There’s images, scenes I’m leaving out of my experience with religion, but I think from the effects I’m reporting on you get the idea of what must have happened. A description is only that, I think – the inside of the outline, its contents, are filled by the future, the effect wrought on life despite all intentions. I think we can’t remember everything that’s happened and how it happened, what it looked like, for this reason: to show us the sense of things. So, while not enviable, the fate of vision in Dante’s hell, where the damned only foresee the future and are ignorant of the present, really isn’t that bad, as it’s more true than good.
I tried to write this about my mother and already I’m talking about hell. Great.
Just, when I was a child one of my first memories of being punished happened after church. I think I was three. Another boy behind us, I remember thinking he looked a lot like me, or reminded me of myself in some way. For I mean no reason, I turned my head around and stuck out my tongue. Maybe he cried, or told his mother loudly in the quiet church, but my mother took my hand and we left. I don’t recall my punishment but, there was the sensation, even then, that the kid who did that misbehavior just wasn’t her son, she was more confused than enraged.

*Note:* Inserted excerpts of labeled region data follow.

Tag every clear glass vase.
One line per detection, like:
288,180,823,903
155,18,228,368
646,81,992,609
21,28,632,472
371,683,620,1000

I tell that story because, a lot of my life, I tried to look at my childhood with the presumption that older people and peers hated me, that what I did was in reaction to that. However, what the hell did that other boy do? A few other things happened like that. Just, I wonder if, or I didn’t even wonder, I merely did. That part is still with me, a powerful interior kernel, and it’s where the writing comes from, and it’s not necessarily where the sex comes from but when I’m shifting somebody I’m in harmony with it. When I’m not writing or lustful I try and pretend it’s nothing.
The robber barons that control this world, with billions of dollars each – you only get that way by doing something wrong so frequently that you become carnivore to the repetition.
I had a lot of trouble sleeping as a kid: for longer than I would have indulged me, my parents checked up on me, in my room, to support and soothe if I was so nervous I couldn’t lose consciousness. Especially my mom. And I think of how I felt, then, when after hours of feeling petrified she’d appear and ask what was the matter.
Years and years and years and years later, in my early twenties, we cried in my childhood bedroom because my grandfather, her father, was losing his memory. I never felt less alone.
I’ve read before – these are two people I feel uncomfortable quoting because the examples of their giant lives make mine seem puny and crooked – from Baldwin and hooks, together, that a considerable portion of male rage has to do with their adolescent or late-childhood realization that their mothers, once seemingly all-powerful, have comparatively little power in the patriarchy that might outlive them all[1]. Also: that white people, although their lives might be free and easy, will make art that seeks to draw blood, makes it sound like they’ve never laughed, because of what Baldwin consciously called emphasis and not perspective (the former implies more of a choice)[2]. Thinking a lot about that, I’d add that, for the weird community white people make in this world, we have in common the practice of not only denying sadness, but swearing an incapacity to harbor it, that we don’t have the apparatus to even sense sorrow: so, when we do feel, or fuck, or make art, we’d like to see the blood we know is on our ghostly hands.
Art doesn’t do that. If being in the church a little taught me anything, it’s the importance of faith – if only because in church I found none of it, but the very real evidence of need, absence, possibility. I will live to find the words that know how much I loved my mother. And life is only change.
[1] The Will to Change: Men, Masculinity, and Love, 2004.
[2] The Evidence of Things Not Seen, 1985.